[Python] Add FastAPI-Granian tests
FastAPI already has tests for platforms like Uvicorn and Hypercorn, yet there are no tests with Granian, which is already present among tests by itself. Although proposed tests still use ASGI and not RSGI (to potentially draw an even more prominent contrast), I believe it is still a valuable option for comparison, which can produce a significant enough difference in performance to consider.
For example, running the fortune and query type tests on my machine (M1 Max 64 GB) produces the following:
| Test Name | Fortune (Best) | Query (20) |
|---|---|---|
fastapi |
590636 | 66597 |
fastapi-uvicorn |
610127 | 68038 |
fastapi-granian |
463060 | 69995 |
The tests are 100% the same as for other flavors; this PR only adds proper container files and extends the benchmark configuration. Python version of the base container image is also the same, which is 3.11.
/cc @gi0baro
Hi @Aeron - We are no longer allowing more than 10 tests per framework at a time (see https://github.com/TechEmpower/FrameworkBenchmarks/issues/8420). The toolset will will eventually only take the first 10 because there are a number of frameworks that have more than 10 and need to be updated. Please update this to remove 2 tests.
Hey, @NateBrady23,
I don’t think I have the authority to decide which tests should go. The current number of tests for FastAPI, including the proposed ones, is 13. Should I use my best judgment, or are there any guidelines on which to consider most valuable/suitable?

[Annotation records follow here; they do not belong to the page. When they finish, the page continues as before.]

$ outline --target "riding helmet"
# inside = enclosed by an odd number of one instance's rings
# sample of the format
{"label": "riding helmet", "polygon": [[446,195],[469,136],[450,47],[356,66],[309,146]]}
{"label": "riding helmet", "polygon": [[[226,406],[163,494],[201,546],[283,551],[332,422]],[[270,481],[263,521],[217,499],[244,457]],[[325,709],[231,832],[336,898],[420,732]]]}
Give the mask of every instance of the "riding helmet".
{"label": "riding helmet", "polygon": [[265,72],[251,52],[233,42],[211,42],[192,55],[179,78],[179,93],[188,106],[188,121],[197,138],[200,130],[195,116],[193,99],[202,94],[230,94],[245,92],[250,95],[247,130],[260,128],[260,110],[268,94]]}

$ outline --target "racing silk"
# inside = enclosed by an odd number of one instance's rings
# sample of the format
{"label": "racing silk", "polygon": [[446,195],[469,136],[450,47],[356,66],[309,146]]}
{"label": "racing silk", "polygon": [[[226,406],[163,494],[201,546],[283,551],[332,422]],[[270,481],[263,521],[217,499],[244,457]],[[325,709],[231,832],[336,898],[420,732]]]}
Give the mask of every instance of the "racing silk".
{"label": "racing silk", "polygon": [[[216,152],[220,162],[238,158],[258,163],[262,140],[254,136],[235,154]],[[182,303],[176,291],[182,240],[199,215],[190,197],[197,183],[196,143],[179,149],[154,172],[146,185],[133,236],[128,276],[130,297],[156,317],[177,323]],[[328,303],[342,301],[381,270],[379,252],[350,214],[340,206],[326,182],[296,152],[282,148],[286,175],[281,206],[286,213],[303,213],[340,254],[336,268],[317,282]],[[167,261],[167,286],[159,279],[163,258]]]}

Should I consider the last round results? For example, the nginx-unit and nginx-unit-orjson tests are not there and are marked as broken. I would assume it’s safe to remove those two. Yet it’ll leave us with 11 tests.

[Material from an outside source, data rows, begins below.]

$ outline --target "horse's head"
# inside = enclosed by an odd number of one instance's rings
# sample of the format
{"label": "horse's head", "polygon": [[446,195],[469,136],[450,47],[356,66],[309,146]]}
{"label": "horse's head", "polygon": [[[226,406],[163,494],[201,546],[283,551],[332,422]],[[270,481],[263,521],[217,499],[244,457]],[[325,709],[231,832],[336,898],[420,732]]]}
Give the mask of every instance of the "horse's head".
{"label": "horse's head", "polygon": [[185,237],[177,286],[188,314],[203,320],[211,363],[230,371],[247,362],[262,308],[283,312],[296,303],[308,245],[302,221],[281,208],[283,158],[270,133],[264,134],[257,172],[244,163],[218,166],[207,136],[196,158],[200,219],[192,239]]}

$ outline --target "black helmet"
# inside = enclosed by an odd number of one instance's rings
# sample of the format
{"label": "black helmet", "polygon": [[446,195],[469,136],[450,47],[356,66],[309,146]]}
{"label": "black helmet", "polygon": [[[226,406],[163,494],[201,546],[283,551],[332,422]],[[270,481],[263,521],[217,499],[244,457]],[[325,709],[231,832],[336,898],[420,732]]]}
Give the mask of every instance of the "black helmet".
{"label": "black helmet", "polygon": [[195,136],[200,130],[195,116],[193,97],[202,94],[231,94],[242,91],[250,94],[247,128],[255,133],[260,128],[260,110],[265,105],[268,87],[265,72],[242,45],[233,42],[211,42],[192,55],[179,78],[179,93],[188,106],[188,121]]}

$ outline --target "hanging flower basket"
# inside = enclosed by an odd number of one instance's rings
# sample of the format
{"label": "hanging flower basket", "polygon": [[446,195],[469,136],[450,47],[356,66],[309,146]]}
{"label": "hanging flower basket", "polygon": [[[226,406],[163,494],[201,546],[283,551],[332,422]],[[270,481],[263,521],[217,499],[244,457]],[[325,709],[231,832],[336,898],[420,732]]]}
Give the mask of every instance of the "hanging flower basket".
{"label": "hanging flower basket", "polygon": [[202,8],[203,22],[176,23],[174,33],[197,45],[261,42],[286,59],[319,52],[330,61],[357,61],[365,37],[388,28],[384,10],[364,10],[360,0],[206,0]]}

I’m not sure how to determine further reduction. The socketify-* variants only have plaintext and JSON tests, but it doesn’t necessarily mean they don’t deserve to be present.
Any tips? 😅
@Aeron I would ping the latest maintainers of the tests to see if they have a preference. You can remove the tests from the benchmark_config but leave the test implementations in case they want to add them back later.
@Aeron I already discussed in several places why I think benchmarking single frameworks across several servers is not valuable considering benchmarks include those servers (see for ref https://github.com/TechEmpower/FrameworkBenchmarks/pull/8055, https://github.com/TechEmpower/FrameworkBenchmarks/issues/8420#issuecomment-1721586004, https://github.com/emmett-framework/granian/discussions/62).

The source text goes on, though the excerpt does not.